Console.Error.WriteLine($"ffi error ({e.Code}): {e.Message}");
}
# frozen_string_literal: true
require 'liter_llm'
client = LiterLlm.create_client(ENV.fetch('OPENAI_API_KEY'))
begin
result = client.chat_async(
LiterLlm::ChatCompletionRequest.new(
model: 'openai/gpt-4o-mini',
messages: [{ 'role' => 'user', 'content' => 'Hello' }]
)
)
puts result.choices[0].message.content
rescue RuntimeError => e
# The Ruby binding raises plain RuntimeError. The message is the Rust
# error's Display string — branch on its prefix to identify the category.
case e.message
when /\Arate limited:/ then warn "rate limited: #{e.message}"
when /\Aauthentication failed:/ then warn "auth failed: #{e.message}"
when /\Acontext window exceeded:/ then warn "prompt too long: #{e.message}"

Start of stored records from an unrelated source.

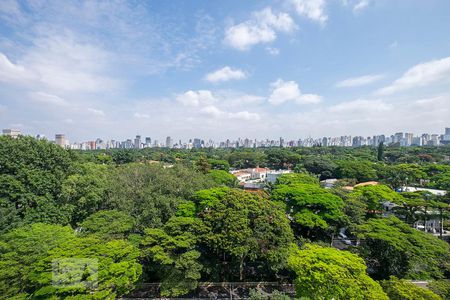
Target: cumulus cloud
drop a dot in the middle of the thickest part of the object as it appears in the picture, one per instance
(215, 112)
(311, 9)
(273, 51)
(13, 73)
(47, 98)
(360, 5)
(141, 116)
(196, 98)
(284, 91)
(420, 75)
(359, 81)
(97, 112)
(261, 28)
(225, 74)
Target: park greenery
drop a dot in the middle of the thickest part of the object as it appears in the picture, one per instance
(177, 217)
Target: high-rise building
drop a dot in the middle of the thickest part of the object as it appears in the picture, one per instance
(148, 142)
(169, 142)
(446, 139)
(11, 132)
(408, 139)
(137, 142)
(398, 137)
(60, 140)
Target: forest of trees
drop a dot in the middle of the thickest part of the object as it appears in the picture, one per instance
(176, 217)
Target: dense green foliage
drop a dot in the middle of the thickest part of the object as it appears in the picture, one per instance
(312, 208)
(327, 273)
(391, 247)
(177, 217)
(404, 290)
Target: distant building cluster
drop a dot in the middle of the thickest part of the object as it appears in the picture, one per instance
(139, 142)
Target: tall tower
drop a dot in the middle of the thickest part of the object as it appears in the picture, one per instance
(60, 140)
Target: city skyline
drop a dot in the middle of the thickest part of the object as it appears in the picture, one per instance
(138, 142)
(222, 69)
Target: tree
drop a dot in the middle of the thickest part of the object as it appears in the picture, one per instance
(313, 209)
(375, 195)
(282, 159)
(31, 174)
(328, 273)
(223, 178)
(21, 248)
(203, 165)
(380, 151)
(173, 255)
(391, 247)
(109, 269)
(219, 164)
(293, 178)
(359, 169)
(440, 287)
(86, 190)
(108, 224)
(151, 193)
(320, 166)
(398, 289)
(244, 229)
(123, 156)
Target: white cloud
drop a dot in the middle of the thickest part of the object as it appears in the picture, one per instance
(225, 74)
(273, 51)
(284, 91)
(311, 9)
(215, 112)
(196, 98)
(360, 5)
(420, 75)
(261, 28)
(361, 106)
(141, 116)
(47, 98)
(309, 99)
(245, 115)
(212, 111)
(393, 45)
(13, 73)
(97, 112)
(359, 81)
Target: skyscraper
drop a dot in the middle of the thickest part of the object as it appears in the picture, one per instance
(169, 142)
(60, 139)
(137, 142)
(11, 132)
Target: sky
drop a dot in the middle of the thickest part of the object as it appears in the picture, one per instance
(224, 69)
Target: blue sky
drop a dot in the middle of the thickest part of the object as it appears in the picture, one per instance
(224, 69)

when /\Aservice unavailable:/ then warn "provider unavailable: #{e.message}"
else warn "llm error: #{e.message}"
end
end
<?php
declare(strict_types=1);
use Liter\Llm\LiterLlm;
use Liter\Llm\ChatCompletionRequest;
use Liter\Llm\LiterLlmException;
$client = LiterLlm::createClient(getenv('OPENAI_API_KEY') ?: '');
$request = ChatCompletionRequest::from_json(json_encode([
'model' => 'openai/gpt-4o-mini',
'messages' => [['role' => 'user', 'content' => 'Hello']],
]));
try {
$result = $client->chat($request);
echo $result->choices[0]->message->content . PHP_EOL;
} catch (LiterLlmException $e) {
// All liter-llm errors surface as a single LiterLlmException type.
// The exception message is the Rust error's Display string — branch on it
// to identify the category.
$msg = $e->getMessage();
if (stripos($msg, 'authentication') !== false) {
fwrite(STDERR, "auth failed: $msg\n");
} elseif (stripos($msg, 'rate limit') !== false) {
fwrite(STDERR, "rate limited: $msg\n");
} elseif (stripos($msg, 'context window') !== false) {
fwrite(STDERR, "prompt too long: $msg\n");
} else {
fwrite(STDERR, "llm error: $msg\n");
}
}
{:ok, client} = LiterLlm.create_client(System.get_env("OPENAI_API_KEY"))
request =
Jason.encode!(%{
model: "openai/gpt-4o-mini",
messages: [%{role: "user", content: "Hello"}]
})
# Errors come back as `{:error, String.t()}` — the NIF returns the Rust
# error's Display string verbatim. Match on the prefix to identify the
# category.
case LiterLlm.defaultclient_chat_async(client, request) do
{:ok, result} ->
IO.puts(Enum.at(result.choices, 0).message.content)
{:error, "authentication failed:" <> _ = reason} ->
IO.warn("auth failed: #{reason}")
{:error, "rate limited:" <> _ = reason} ->
IO.warn("rate limited: #{reason}")
{:error, "context window exceeded:" <> _ = reason} ->
IO.warn("prompt too long: #{reason}")
{:error, "service unavailable:" <> _ = reason} ->
IO.warn("provider unavailable: #{reason}")
{:error, reason} ->
IO.warn("llm error: #{reason}")
end
import init, { createClient, WasmChatCompletionRequest } from "@xberg-io/liter-llm-wasm";
await init();
const client = createClient(process.env.OPENAI_API_KEY!);
const request = WasmChatCompletionRequest.default();
request.model = "openai/gpt-4o";
request.messages = [{ role: "user", content: "Hello" }];
try {
const response = await client.chat(request);
console.log(response.choices[0].message.content);
} catch (err) {
// The WASM binding rejects with a JsValue built from the Rust error's
// Display impl -- a plain string message. Match on substrings.
const message = err instanceof Error ? err.message : String(err);
const lower = message.toLowerCase();
if (lower.includes("authentication")) {
console.error("auth failed:", message);
} else if (lower.includes("rate") || lower.includes("429")) {
console.error("rate limited:", message);
} else if (lower.includes("budget")) {
console.error("budget exceeded:", message);
} else {
console.error("llm error:", message);
}
}
Observability¶
The tracing middleware records an error.type span attribute on every failed request, set to the value returned by LiterLlmError::error_type(). The set of possible values matches the variant names in the table above. See Observability for the full span schema.